For Your Health: What happens when you get sick?

For Your Health: What happens when you get sick?

Morgan Smith, Staff Writer

As far back as I can remember, catching a cold always felt like it would be the last days of my childhood, even though at the worst I’d only suffer for a week and a half. But to this day, I know for sure that when I wake up and my throat feels off– even if only a by a bit– I’ll be going to school with a bag of Halls and a box of tissue in tow. Fortunately, the human body, like the well-oiled machine that it is, has several defense mechanisms in place to make sure that nobody suffers for too long when they are sick. White blood cells serve as the army in the never ending street war called the immune system.

Pathogens are any organisms that can cause disease or sickness. These viruses and bacteria are always trying to get a piece of us. Our bodies provide an ideal environment to reproduce in: warm, wet, salty, and nutrient rich. Different flavors of white blood cells work to keep pathogens from taking up residency in the body.

Pathogens are any organisms that can cause disease or sickness. ”

Mast cell and basophils, the first class of white blood cells, patrol the circulatory system looking for these invaders. When a germ happens to get through, they sound off the alarm and begin to produce histamines. This chemical causes the veins to swell and become more accessible to the next class of white blood cells, phagocytes.

This class of white blood cells is like the elite, ninja assassin strike force of your immune system. Some roam the body looking for a fight and others act as stationary bodyguards in organs; another type can even gather information on different microbes. Antibodies help recognize and assist with the smash on pathogens. Once they tag the pathogen as an intruder, they alerts nearby phagocytes that it’s time to eat– literally. Phagocytes carry out their dirty work by chasing down and engulfing the offending virus or bacteria.

The next class of white blood cells is like the immune system’s version of the CIA. These memory cells keep files on every pathogen your body has successfully defended against. The amazing thing is that the information stored can be called on whenever that specific pathogen disrupts your system  for years to come. This allows your body to mount up a quicker response, which is why under normal circumstances, you don’t catch the same disease or sickness twice. The only downfall is that viruses like the cold or flu mutate periodically; so, the strain of the cold you caught one year won’t be the same one you catch the next.
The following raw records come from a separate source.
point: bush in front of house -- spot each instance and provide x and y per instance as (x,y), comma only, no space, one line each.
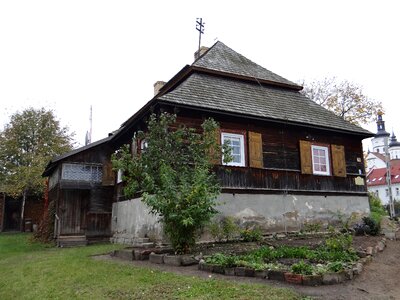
(174,175)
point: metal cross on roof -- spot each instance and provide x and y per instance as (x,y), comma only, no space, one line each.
(200,29)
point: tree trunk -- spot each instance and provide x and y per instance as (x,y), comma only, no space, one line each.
(23,210)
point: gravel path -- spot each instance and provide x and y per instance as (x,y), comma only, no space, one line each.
(379,279)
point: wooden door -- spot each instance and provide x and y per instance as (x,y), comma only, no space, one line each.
(73,209)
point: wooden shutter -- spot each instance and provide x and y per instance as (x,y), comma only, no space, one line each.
(338,161)
(108,174)
(134,147)
(255,150)
(216,159)
(305,157)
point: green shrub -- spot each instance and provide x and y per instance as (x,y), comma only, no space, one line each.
(251,235)
(376,208)
(339,242)
(229,228)
(228,261)
(302,268)
(336,266)
(225,228)
(312,227)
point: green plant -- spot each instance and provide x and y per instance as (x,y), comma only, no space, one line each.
(312,227)
(251,235)
(377,210)
(229,228)
(174,176)
(336,266)
(225,228)
(339,242)
(302,268)
(215,230)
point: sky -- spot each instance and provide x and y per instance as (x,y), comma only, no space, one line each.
(70,55)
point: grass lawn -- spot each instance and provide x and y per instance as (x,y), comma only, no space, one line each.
(34,271)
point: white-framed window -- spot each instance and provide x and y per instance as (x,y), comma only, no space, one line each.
(143,145)
(82,172)
(320,160)
(236,142)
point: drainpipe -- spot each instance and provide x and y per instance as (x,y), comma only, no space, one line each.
(389,179)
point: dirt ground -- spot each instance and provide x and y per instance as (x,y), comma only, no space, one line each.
(379,279)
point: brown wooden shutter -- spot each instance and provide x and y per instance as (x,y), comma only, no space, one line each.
(338,161)
(134,147)
(255,150)
(108,174)
(217,159)
(305,157)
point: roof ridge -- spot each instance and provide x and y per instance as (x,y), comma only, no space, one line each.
(220,57)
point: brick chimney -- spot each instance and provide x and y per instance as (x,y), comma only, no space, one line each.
(157,86)
(200,52)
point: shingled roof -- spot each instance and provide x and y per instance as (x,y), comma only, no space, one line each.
(223,59)
(268,95)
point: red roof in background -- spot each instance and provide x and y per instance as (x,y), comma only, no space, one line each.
(378,176)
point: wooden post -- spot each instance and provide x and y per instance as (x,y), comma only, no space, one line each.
(23,210)
(3,210)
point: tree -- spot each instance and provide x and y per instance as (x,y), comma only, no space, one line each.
(174,176)
(27,143)
(344,98)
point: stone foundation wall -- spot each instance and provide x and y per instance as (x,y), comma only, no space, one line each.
(131,219)
(282,213)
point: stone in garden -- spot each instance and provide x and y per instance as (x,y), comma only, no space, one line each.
(349,274)
(312,280)
(218,269)
(261,274)
(276,275)
(333,278)
(125,254)
(380,246)
(173,260)
(156,258)
(201,264)
(357,269)
(293,278)
(229,271)
(242,271)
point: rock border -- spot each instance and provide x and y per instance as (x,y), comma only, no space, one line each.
(309,280)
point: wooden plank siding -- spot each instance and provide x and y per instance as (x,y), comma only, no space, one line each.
(281,157)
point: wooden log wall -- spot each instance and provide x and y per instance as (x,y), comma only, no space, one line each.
(281,157)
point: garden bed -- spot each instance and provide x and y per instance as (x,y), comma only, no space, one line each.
(299,260)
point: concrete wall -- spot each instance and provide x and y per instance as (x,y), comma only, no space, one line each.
(381,192)
(132,219)
(272,213)
(280,213)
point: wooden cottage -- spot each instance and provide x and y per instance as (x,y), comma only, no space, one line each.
(294,161)
(81,186)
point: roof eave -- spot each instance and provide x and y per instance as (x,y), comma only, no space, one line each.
(280,121)
(247,78)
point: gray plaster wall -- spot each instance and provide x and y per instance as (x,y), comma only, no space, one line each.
(132,219)
(286,212)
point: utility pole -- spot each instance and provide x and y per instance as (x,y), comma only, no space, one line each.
(200,29)
(389,178)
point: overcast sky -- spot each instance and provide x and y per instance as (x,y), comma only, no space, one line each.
(69,55)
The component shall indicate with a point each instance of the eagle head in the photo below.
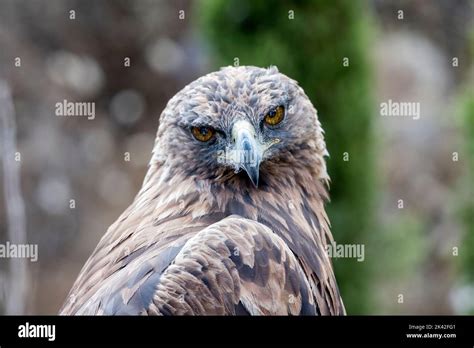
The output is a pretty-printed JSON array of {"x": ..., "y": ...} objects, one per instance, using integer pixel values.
[{"x": 240, "y": 124}]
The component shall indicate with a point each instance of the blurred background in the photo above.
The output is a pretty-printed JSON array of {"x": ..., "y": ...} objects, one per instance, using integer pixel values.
[{"x": 401, "y": 187}]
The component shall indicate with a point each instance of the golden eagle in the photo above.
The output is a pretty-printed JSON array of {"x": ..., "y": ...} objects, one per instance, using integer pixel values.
[{"x": 230, "y": 218}]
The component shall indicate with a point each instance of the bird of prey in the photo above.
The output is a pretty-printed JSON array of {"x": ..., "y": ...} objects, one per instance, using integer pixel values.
[{"x": 230, "y": 218}]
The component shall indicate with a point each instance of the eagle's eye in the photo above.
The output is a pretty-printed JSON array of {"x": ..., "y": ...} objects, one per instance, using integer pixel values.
[
  {"x": 203, "y": 133},
  {"x": 275, "y": 116}
]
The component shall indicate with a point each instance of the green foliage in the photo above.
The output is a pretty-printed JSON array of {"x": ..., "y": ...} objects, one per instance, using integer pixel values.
[
  {"x": 310, "y": 49},
  {"x": 467, "y": 121}
]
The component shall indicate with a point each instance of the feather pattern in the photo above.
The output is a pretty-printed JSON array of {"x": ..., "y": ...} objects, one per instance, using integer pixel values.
[{"x": 199, "y": 238}]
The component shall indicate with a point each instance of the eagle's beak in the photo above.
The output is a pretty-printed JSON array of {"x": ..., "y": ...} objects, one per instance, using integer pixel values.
[{"x": 248, "y": 150}]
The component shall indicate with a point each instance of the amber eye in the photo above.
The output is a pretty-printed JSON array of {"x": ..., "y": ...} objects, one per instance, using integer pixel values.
[
  {"x": 203, "y": 133},
  {"x": 275, "y": 116}
]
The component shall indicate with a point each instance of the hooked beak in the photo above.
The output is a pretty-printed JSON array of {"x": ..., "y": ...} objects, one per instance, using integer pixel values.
[{"x": 248, "y": 152}]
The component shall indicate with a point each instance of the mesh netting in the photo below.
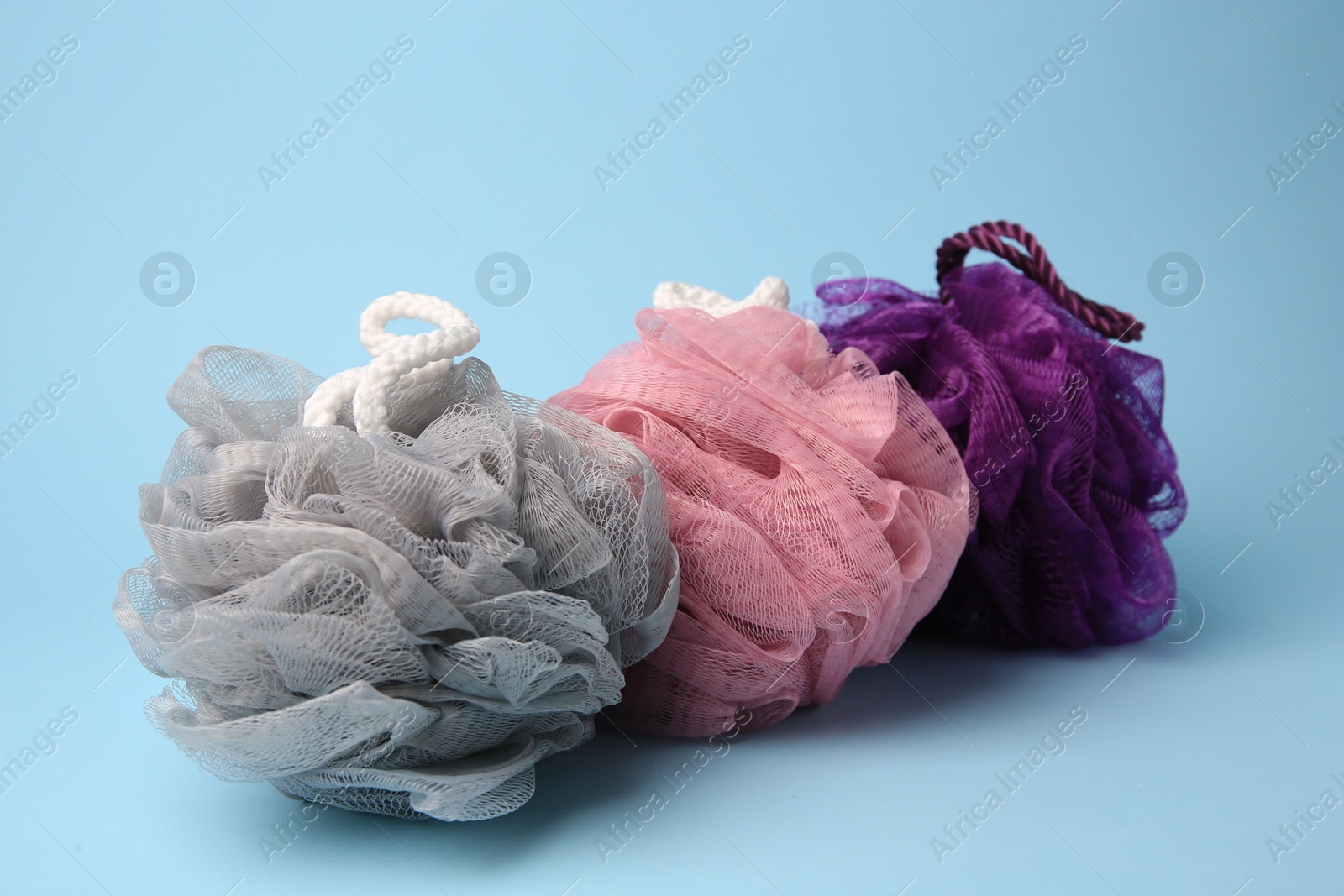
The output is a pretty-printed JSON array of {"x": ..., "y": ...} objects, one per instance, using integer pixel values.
[
  {"x": 403, "y": 622},
  {"x": 816, "y": 506},
  {"x": 1061, "y": 432}
]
The body produces mucus as another line of defense. It traps microbes and keeps them from getting farther into your system. Your body will do anything to get those pathogens out of you, so the mucous membranes responsible go into overdrive. This combined with histamines causes the excess of runny, stuffy noses, coughing, sneezing, and tissue. I find that a stuffy nose is the most detrimental symptom of a cold because it affects one of the things I hold most dear: sleep and rest is a must on the road to recovery.

Thankfully, someone else feels my pain because NyQuilexists. It takes the edge off of the congestion and stuffiness to allow you a good night’s rest. Sudafed, another decongestant, alleviated pressure felt in the nose and head by reducing swelling and helping with airflow. Drink plenty of fluids, preferably water, because it replenishes the water used to make mucus– but avoid Starbucks, as caffeine can be dehydrating.

As for a cure to the cold and an end to the sniffling and tasteless cherry cough medicine, there is none in sight– just for now hopefully. Until then, your immune system will continue the war on terror and viruses.